Wir haben einen Wahlkampf erlebt, den niemand gebraucht hat. Wer hat ihn uns eigentlich zugemutet? Sebastian Kurz hat mit seinen Türkisen bereits Anfang des Jahres Vorbereitungen für eine „plötzliche“ Neuwahl getroffen.

Zu gut lag man in den Umfragen, zu verlockend war es, den reüssierenden Koalitionspartner wieder einmal zu düpieren und die schwächelnden anderen Parteien am falschen Fuß zu erwischen. Ausbau der eigenen Macht ist die wichtigste politische Maxime der ÖVP. Ibiza war nur willkommener Anlassfall, um zum zweiten Mal in zwei Jahren eine Regierung zu sprengen.

Ziel: 40-%-Marke deutlich überspringen und mit willfährigen Haselsteiner-Neos eine Fast-Alleinregierung zu bilden. Doch meistens kommt es anders. Je länger der grausliche und inhaltsleere dahinsiechende Wahlkampf dauerte, umso mehr durchschauten viele das Machtspiel der Kurz-Türkisen. War die ÖVP im Mai noch bei 38 %, weisen die letzten Umfragen nur noch 34 % auf. Die Abwahl im Parlament, viele Schnitzer, Gebetsliga, Schredderaffäre, Hackergate, Parteischulden, Überheblichkeit u. v. m. holten die Türkisen aus ihren Träumen in die Realität zurück.

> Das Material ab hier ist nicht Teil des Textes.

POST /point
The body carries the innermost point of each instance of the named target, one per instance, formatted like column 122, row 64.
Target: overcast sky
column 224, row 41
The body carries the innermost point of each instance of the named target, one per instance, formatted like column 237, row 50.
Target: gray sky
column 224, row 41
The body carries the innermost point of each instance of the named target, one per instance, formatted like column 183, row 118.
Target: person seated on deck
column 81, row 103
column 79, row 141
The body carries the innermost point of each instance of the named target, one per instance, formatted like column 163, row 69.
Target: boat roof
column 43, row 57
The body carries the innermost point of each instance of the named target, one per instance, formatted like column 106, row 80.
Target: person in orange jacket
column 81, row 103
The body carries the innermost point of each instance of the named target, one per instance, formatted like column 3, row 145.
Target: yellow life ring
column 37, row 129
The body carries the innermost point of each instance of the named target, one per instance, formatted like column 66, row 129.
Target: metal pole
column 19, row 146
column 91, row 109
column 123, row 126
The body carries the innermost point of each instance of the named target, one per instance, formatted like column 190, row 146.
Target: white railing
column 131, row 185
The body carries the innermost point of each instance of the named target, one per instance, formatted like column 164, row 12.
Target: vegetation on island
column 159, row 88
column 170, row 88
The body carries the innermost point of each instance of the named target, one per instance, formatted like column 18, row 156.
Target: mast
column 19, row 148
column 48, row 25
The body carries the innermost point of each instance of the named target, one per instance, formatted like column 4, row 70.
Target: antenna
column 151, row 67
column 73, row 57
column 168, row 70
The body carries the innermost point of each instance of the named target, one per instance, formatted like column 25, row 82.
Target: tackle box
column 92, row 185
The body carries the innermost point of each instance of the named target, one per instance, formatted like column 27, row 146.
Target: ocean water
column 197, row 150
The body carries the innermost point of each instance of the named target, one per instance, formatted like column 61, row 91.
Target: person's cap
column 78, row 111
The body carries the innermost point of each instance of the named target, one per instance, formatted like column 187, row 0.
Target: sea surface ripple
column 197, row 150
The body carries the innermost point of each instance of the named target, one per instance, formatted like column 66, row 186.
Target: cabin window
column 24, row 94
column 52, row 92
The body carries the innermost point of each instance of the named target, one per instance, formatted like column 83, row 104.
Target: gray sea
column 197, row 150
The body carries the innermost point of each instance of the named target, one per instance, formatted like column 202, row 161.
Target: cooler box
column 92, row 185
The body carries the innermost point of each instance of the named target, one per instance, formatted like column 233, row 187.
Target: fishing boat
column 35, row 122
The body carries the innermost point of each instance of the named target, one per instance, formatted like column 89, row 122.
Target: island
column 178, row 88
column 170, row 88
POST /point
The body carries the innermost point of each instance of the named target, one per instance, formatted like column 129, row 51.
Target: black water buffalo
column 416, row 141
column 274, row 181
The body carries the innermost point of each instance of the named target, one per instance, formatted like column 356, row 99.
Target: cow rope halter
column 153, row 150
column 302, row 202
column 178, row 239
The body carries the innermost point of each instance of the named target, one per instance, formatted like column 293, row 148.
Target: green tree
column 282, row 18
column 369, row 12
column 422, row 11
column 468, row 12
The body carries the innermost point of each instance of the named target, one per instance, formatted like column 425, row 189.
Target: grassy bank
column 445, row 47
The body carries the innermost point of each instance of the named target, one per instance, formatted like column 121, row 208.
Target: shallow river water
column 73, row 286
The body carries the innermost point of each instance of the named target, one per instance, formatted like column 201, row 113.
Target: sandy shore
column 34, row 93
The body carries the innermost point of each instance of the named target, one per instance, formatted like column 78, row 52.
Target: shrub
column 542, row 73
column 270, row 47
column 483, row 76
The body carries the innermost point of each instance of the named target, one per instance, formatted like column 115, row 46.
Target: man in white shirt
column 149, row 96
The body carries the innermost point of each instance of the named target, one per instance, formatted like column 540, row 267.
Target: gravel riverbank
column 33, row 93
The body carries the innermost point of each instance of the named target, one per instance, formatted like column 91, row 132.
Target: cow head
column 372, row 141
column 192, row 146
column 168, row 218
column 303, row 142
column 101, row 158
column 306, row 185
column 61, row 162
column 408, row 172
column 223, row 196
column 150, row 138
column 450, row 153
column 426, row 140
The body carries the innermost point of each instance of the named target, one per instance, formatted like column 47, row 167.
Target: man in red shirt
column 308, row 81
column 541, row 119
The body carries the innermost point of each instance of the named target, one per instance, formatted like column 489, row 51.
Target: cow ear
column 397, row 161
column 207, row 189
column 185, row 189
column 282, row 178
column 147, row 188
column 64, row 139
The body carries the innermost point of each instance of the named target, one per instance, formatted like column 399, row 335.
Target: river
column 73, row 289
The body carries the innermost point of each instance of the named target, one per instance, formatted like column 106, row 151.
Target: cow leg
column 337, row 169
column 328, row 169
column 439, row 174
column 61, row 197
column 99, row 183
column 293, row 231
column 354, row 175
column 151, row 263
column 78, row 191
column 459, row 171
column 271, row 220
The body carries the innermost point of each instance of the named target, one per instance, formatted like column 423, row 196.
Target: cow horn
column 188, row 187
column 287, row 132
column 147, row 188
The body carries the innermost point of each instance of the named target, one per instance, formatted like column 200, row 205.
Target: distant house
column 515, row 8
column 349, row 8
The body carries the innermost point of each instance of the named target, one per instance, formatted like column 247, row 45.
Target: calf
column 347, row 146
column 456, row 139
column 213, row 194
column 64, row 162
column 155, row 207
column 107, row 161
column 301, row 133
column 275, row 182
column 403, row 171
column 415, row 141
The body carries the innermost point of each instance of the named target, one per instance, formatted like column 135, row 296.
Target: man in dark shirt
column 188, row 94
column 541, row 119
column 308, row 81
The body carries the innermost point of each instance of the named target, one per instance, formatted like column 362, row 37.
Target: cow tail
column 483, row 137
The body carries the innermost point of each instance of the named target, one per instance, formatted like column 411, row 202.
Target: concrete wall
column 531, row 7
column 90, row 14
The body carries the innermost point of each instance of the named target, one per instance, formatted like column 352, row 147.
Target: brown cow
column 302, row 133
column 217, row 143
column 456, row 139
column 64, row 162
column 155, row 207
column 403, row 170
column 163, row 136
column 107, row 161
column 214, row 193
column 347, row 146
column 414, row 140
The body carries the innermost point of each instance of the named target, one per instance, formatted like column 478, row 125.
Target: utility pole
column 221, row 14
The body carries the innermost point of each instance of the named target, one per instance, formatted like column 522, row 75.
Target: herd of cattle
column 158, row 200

Warum ein engagierter, unbescholtener Innenminister Kickl von Kurz mit so viel Hass vor die Tür gesetzt wurde, kann bis heute niemand erklären. Fazit: Verantwortlich für diese unnötige Wahl ist die ÖVP. Sie hat ohne Not eine gut ­arbeitende, beliebte Regierung gesprengt.

Kurz könnte daraus lernen, nicht mehr auf jene zu hören, die ihm dieses Schlamassel eingebrockt haben. Trotzdem wird Türkis dazugewinnen, obwohl erster Platz und Kanzler fix sind. Es ist völlig egal, ob Kurz 34, 35 oder 37 % bekommt. Entscheidend ist, wer dahinter Platz zwei und die Poleposition für den Vizekanzler hat.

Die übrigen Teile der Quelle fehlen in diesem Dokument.